Dr Hopkinson stood up. 'Officer!' he exclaimed. 'I didn't have you down as a conspiracy theorist.' Suddenly his face became more serious as he stared directly at the policeman. 'Believe me,' he said clearly, 'we don't lightly section people. I've been in this job for twenty years now. If I had a pound for every time I heard a paranoid schizophrenic tell me there was a government conspiracy to silence them, I promise you, I'd be a rich man. Joseph Sinclair is smart, but he's delusional. He needs to be back here, where we can look after him.'
The policeman appeared chastened, even slightly embarrassed to have asked the question. 'Of course, Doctor,' he said politely, then left the room, closing the door firmly behind him.
Chapter Three
Haltwhistle Station was like a ghost town when they arrived.

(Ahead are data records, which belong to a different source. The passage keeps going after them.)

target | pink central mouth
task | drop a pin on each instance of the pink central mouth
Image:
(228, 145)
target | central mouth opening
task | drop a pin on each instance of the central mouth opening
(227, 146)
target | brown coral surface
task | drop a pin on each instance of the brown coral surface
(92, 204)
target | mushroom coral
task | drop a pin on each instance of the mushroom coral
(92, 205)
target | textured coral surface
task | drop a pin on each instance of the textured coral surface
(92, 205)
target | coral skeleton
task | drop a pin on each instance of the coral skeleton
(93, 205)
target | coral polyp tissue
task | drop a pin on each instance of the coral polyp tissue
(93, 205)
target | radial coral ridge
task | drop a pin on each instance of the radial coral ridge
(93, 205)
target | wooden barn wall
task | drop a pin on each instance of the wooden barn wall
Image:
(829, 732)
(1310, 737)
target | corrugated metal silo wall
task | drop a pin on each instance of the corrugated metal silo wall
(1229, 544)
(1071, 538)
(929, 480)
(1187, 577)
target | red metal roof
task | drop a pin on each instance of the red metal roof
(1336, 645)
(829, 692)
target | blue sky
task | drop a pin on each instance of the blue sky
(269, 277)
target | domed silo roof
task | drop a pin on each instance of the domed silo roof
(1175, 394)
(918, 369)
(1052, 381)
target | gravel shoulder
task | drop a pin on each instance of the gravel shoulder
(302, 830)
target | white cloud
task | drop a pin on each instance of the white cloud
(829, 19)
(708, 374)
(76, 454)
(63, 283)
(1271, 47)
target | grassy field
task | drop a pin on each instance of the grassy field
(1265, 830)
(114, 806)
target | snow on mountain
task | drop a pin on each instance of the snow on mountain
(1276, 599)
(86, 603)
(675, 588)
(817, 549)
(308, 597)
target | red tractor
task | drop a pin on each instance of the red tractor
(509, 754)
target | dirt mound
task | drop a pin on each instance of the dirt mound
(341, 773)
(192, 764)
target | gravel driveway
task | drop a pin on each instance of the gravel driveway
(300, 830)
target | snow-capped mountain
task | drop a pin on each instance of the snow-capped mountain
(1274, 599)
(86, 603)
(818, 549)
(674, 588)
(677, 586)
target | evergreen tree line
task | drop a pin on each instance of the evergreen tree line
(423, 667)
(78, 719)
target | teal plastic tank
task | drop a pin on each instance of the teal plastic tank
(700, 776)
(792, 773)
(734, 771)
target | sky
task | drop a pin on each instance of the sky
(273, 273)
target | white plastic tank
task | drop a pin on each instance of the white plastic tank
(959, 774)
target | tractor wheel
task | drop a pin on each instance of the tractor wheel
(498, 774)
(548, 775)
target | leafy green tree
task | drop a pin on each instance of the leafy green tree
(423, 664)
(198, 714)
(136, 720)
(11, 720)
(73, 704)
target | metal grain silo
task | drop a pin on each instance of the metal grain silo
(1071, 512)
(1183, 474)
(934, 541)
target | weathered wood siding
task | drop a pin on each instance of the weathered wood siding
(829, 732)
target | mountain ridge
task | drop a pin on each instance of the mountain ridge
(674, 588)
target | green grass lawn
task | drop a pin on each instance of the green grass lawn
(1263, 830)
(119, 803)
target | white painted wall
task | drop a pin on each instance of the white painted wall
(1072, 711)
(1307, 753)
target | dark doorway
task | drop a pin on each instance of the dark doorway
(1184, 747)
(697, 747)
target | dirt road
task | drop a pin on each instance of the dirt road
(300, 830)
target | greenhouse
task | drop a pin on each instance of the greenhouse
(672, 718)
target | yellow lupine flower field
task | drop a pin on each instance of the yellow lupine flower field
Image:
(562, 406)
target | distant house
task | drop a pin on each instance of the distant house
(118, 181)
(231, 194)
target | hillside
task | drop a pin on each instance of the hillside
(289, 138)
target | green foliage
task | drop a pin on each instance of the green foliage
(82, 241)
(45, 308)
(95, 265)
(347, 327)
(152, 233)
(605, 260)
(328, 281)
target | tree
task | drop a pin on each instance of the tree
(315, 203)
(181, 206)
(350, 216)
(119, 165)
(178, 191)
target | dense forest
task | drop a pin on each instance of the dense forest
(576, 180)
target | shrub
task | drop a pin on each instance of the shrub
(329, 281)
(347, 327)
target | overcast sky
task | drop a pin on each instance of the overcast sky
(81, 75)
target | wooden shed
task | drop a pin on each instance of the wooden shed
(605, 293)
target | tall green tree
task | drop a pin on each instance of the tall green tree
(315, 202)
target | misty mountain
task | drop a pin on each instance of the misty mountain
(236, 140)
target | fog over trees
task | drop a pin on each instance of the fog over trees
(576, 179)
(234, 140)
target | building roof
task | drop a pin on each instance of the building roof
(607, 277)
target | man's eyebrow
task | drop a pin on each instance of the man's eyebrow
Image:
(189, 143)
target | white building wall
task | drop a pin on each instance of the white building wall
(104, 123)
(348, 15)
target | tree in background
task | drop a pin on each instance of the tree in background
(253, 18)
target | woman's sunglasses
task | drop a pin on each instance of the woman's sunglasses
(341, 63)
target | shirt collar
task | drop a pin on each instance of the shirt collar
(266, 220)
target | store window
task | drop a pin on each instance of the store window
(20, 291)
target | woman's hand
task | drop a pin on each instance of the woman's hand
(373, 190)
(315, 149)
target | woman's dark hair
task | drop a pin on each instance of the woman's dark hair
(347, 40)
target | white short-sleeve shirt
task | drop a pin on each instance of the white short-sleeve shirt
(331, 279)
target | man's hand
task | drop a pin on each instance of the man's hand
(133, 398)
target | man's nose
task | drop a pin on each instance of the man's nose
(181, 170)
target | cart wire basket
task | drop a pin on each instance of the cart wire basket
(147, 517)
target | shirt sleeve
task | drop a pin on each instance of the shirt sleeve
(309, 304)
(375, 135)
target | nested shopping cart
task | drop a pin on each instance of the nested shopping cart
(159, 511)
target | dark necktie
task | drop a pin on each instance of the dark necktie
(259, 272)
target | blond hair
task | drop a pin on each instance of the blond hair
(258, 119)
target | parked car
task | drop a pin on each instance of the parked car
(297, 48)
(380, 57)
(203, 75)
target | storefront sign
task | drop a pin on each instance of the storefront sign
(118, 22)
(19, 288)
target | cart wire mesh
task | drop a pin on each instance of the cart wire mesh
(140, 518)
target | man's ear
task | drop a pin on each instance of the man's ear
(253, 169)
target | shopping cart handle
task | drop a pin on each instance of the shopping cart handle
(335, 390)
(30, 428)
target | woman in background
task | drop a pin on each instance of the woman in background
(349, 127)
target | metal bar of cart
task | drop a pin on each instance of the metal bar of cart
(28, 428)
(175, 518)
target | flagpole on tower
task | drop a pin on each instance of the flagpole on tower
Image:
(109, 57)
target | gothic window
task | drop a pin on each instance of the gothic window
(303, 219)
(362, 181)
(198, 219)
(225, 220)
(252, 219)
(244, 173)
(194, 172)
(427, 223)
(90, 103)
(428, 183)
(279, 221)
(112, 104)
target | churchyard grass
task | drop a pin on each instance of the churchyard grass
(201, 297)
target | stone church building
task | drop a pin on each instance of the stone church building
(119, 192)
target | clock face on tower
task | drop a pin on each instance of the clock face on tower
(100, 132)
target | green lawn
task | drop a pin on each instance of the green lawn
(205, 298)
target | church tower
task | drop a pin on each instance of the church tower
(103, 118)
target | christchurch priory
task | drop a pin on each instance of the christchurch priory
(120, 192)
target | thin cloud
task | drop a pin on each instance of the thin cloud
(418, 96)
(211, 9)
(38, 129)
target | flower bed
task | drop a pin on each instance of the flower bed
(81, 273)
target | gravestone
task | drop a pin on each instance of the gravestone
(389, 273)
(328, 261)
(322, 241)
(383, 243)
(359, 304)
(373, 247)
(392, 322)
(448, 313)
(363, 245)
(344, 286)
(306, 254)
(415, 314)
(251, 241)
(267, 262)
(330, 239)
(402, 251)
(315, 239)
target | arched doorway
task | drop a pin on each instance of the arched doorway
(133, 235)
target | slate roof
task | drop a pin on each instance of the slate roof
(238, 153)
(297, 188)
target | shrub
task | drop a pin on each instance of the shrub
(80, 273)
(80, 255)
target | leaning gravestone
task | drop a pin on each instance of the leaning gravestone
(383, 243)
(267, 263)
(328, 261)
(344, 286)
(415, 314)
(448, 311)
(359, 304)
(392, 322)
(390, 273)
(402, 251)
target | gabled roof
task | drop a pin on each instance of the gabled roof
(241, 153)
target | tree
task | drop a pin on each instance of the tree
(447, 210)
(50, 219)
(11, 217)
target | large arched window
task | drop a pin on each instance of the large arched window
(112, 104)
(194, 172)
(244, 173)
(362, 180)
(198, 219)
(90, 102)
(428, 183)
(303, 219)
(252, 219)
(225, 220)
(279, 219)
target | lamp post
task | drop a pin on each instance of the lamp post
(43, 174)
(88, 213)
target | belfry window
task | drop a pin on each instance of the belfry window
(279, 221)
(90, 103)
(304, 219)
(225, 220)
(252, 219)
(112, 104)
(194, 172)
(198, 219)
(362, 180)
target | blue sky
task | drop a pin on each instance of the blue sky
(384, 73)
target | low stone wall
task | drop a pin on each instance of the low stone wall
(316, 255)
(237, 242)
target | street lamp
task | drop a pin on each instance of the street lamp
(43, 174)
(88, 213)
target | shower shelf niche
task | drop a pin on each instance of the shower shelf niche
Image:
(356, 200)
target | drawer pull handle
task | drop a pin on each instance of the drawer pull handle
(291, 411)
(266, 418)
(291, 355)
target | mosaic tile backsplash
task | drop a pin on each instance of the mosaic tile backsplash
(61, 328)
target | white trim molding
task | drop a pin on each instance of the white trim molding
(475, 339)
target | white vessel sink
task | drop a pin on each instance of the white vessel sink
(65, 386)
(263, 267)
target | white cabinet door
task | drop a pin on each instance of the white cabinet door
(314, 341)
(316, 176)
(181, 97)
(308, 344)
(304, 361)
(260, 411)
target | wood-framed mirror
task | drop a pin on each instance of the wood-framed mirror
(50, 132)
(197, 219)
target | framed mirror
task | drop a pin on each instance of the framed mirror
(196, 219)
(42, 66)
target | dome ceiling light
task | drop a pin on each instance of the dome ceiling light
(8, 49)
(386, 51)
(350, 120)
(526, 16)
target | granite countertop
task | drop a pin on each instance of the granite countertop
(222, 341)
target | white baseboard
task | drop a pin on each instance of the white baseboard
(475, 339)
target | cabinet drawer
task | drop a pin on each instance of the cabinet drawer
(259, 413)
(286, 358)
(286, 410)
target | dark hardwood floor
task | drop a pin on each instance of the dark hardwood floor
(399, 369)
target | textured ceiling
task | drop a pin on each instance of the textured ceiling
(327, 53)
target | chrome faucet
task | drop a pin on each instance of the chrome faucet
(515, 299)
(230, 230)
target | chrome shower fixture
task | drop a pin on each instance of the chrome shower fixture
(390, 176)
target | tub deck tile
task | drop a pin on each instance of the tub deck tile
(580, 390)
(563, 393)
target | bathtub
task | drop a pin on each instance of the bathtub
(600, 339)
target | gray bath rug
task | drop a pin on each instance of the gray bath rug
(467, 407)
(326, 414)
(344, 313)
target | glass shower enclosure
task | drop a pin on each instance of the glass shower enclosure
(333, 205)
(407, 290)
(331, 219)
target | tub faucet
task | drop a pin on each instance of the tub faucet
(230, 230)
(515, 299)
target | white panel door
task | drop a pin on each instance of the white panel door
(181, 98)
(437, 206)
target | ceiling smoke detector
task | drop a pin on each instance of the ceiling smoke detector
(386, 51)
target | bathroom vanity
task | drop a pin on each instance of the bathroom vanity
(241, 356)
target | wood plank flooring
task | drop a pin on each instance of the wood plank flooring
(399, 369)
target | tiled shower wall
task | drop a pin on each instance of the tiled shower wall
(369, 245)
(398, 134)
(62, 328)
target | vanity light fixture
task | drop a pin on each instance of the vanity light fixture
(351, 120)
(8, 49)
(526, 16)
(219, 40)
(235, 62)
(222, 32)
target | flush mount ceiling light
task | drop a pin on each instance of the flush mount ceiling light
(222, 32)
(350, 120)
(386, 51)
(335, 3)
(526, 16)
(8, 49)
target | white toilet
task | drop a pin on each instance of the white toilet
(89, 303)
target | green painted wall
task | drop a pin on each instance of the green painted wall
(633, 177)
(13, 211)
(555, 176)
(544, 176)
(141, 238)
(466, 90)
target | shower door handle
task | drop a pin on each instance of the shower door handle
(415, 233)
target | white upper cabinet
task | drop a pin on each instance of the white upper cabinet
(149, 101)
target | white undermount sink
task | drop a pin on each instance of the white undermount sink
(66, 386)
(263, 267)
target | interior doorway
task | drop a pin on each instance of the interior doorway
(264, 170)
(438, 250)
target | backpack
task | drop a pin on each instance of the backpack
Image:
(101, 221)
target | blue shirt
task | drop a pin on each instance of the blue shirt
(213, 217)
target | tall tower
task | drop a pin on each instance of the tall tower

It had been a five-hour train journey from Macclesfield to the sleepy rural village that claimed to be the exact geographical centre of the country but which seemed to Ben to be the end of the earth. Ben had spent some of the time being instructed in ornithological matters by Annie. She made, he thought, a strange sight, dressed in army surplus combat trousers and boots as she pored over pictures of obscure British birds, but that was her through and through. Ben was also dressed in sturdy outdoor gear, and was glad of it: the rain had let up, but each time they changed train, first at Manchester, then Lancaster and finally onto an elderly, two-carriage boneshaker at Carlisle, the air seemed to grow damper. He could hardly believe it was late summer.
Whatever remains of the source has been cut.